According to the Global Adult Tobacco Survey, the use of tobacco among the adult population in Bangladesh has decreased significantly. The 2017 Survey states that about 35.3% of adult who are older than 15 years use tobacco (46% of men and 25.2% women) which is a 18.5% relative decline from the usage recorded in the 2009 Survey. However, this 35% of adult constitutes 37.8 million of people of this country. Tobacco Atlas, a global organization, notes that about 1.86% of children were also found to use tobacco in 2015. 

Tobacco usage causes huge damages to human body and mind. According to Tobacco Atlas, every year about 160 thousand people die in tobacco-related diseases in Bangladesh and another 382 thousand people become suffer from paralysis. It is also associated with a range of mental disorders including schizophrenia, anxiety disorders and depression. Thousands of farmers produce tobacco leaves and thousands of workers work in factories to produce tobacco products. The process damages both health of those farmers and workers, and the environment of the nature. Yet, Bangladesh remains one of the largest producers of tobacco leaves in the world.

The pertinent question is – how can the country get rid of such a deadly item? Like many other issues, tobacco control is also a complex public policy case. First, being a developmental state, Bangladesh needs a huge amount of revenue to finance its projects and unfortunately, tobacco companies continue to be one of the valued and largest sources. Along with putting taxation for smoking and smokeless tobacco products, the Government introduced the Health Development Surcharge Management Policy 2017 to accumulate funds for financing the policy programs and targeted health services. However, WHO calls for reforming tax policy to put reasonably high tax on tobacco products which can potentially result in increase of both revenue generation for the government and the price hike for the consumers. The task of creating a suited tax structure for such diverse range of products is tough but not impossible.

Second, the country needs to recognize that politics of tobacco control. According to a 2019 report, the Government of Bangladesh holds a share of 0.64% of the most noted operating tobacco company – the British American Tobacco Bangladesh. Many political leaders including members of the parliament have had shares in tobacco businesses. The businesses involve millions of people in the farming, production, marketing, and sales of tobacco products. Creating a tobacco-free country is more of a foreign idea brought to this country that lacks homegrown political commitment. People responsible for implementing the policies are often seen smoking is demoralizing as well. 

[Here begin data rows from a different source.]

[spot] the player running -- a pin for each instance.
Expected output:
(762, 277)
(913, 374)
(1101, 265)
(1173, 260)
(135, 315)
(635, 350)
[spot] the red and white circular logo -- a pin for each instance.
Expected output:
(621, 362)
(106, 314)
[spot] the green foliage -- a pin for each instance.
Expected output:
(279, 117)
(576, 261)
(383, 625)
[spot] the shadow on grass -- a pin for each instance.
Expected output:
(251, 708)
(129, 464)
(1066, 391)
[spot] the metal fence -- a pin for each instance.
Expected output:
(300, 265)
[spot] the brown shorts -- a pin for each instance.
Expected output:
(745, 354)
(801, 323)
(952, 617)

Third, several reports confirm that farmers are the victims of ill tobacco businesses. The Government must provide the farmers with alternative solutions both in terms of farming winter crops and of generating credits. A set of social protection interventions for the farmers and the workers in the industry can pave the way. The task force committees formed at district level can play a crucial role in reducing the production of tobacco leaves.

Finally, the policymakers must acknowledge that tobacco is deeply rooted an issue. They are supposed to attack the issue from all sides. Unfortunately, the policies do not attack the cultural aspects of the issue. The social norms of tobacco use are weirdly placed in our society. All big events – social, cultural, and political – are often seen celebrated with some forms of tobacco products in place. The ongoing campaign is heavily focused on building awareness instead of creating new norms.

Becoming a tobacco-free society is itself a sustainable development. The current crisis of Covid-19 allows us to redesign our health policies and to reflect on much damaging social norms like tobacco use. A comprehensive public policy attack on this pressing issue is imperative.